Gareth Stuart Gwillim (born 9 January 1983) is an English professional footballer who plays for Ebbsfleet United as a left back.

Career
Born in Farnborough, London, Gwillim began his career as a junior at Welling United and Crystal Palace, before moving into non-League football, playing for such teams as Farnborough Town, Ashford Town (Kent), Bishop's Stortford and Histon.
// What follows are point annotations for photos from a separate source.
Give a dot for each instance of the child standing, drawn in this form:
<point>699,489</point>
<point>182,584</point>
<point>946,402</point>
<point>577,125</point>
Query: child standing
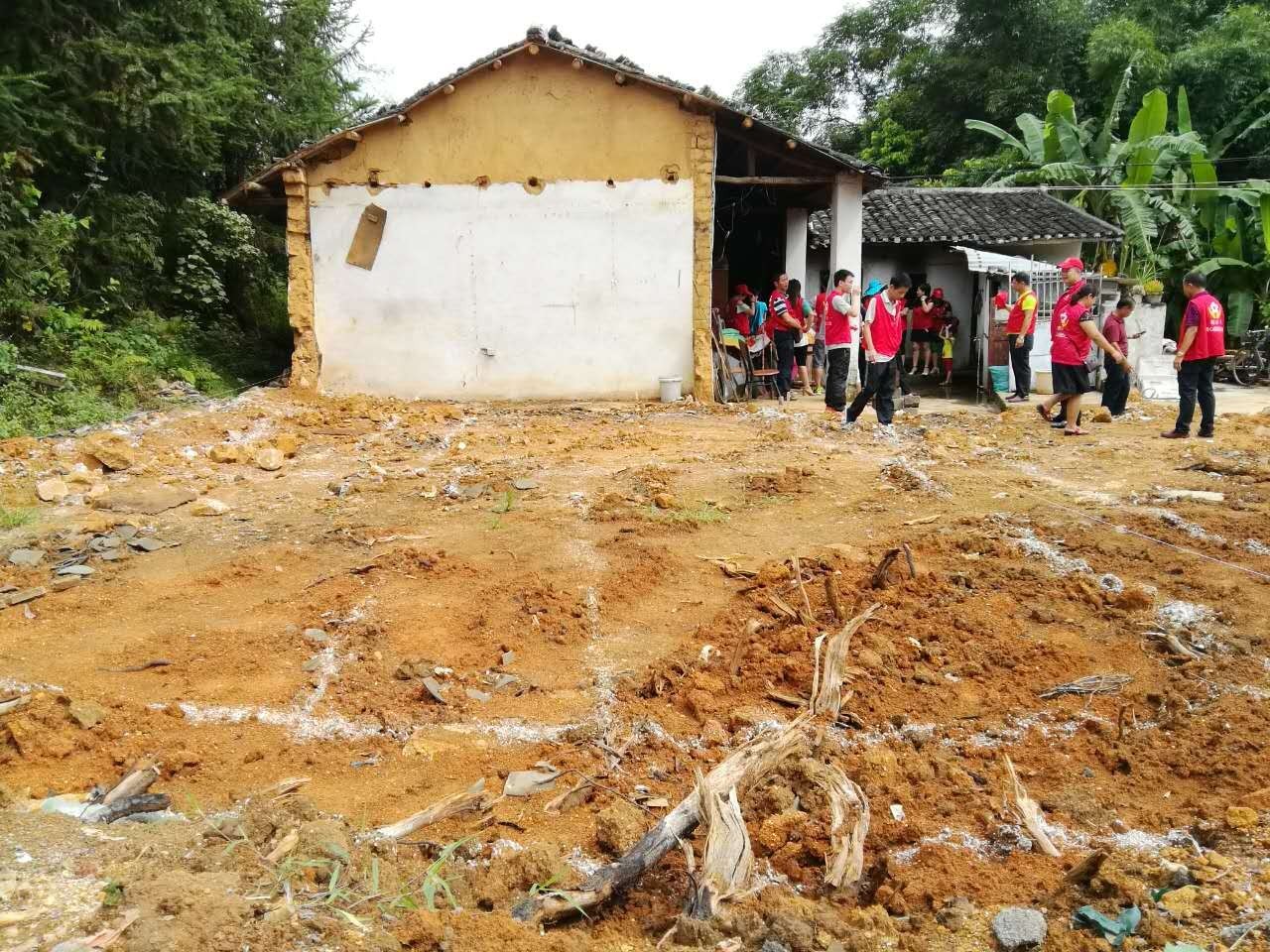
<point>948,334</point>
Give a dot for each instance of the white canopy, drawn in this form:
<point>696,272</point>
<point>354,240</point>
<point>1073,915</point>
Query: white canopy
<point>992,263</point>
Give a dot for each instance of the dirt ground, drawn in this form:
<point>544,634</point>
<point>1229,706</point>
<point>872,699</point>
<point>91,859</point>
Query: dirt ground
<point>402,599</point>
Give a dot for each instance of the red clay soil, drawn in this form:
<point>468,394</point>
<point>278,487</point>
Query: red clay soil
<point>576,581</point>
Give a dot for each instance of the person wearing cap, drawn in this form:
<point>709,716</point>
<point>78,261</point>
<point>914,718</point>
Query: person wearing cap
<point>1203,340</point>
<point>1115,388</point>
<point>739,311</point>
<point>874,289</point>
<point>1072,272</point>
<point>841,313</point>
<point>883,330</point>
<point>1020,327</point>
<point>1075,334</point>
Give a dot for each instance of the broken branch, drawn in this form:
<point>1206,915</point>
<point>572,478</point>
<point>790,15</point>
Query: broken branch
<point>739,770</point>
<point>1029,812</point>
<point>846,864</point>
<point>729,860</point>
<point>462,802</point>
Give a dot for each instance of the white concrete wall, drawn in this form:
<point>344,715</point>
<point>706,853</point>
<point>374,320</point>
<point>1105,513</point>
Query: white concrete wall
<point>580,291</point>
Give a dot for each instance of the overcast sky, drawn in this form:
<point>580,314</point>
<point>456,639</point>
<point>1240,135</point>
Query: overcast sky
<point>416,42</point>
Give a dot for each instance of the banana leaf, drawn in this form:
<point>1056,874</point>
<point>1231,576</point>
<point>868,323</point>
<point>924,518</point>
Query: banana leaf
<point>1148,123</point>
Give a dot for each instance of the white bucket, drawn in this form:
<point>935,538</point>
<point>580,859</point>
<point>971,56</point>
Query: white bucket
<point>672,389</point>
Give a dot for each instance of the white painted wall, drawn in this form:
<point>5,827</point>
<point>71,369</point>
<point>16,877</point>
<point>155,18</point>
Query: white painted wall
<point>580,291</point>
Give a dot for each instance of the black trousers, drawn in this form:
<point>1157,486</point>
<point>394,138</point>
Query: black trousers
<point>879,388</point>
<point>1115,389</point>
<point>835,385</point>
<point>1196,381</point>
<point>862,359</point>
<point>1020,359</point>
<point>785,340</point>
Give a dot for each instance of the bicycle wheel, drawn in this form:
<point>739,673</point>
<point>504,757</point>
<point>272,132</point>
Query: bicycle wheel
<point>1246,367</point>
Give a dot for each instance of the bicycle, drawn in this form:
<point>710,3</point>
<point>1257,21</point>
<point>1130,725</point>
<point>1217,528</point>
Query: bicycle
<point>1248,363</point>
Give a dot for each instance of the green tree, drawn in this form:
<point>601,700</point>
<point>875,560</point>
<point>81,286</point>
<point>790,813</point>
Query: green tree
<point>121,119</point>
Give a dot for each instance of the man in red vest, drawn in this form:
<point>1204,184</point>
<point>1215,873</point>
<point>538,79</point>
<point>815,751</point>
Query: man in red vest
<point>1072,272</point>
<point>1203,340</point>
<point>883,330</point>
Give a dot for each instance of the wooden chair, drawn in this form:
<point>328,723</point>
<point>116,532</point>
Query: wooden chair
<point>763,373</point>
After Histon rejected a formal approach from Dagenham & Redbridge in November 2009, Gwillim eventually signed for Dagenham & Redbridge in June 2010 on a two-year deal. Gwillim made his professional debut on 31 August 2010, in a 0–1 defeat in the Football League Trophy against Charlton Athletic. After the match, Gwillim publicly announced his plans to usurp Damien McCrory as the club's first-choice left back. Gwillim made his debut in the Football League on 21 September 2010.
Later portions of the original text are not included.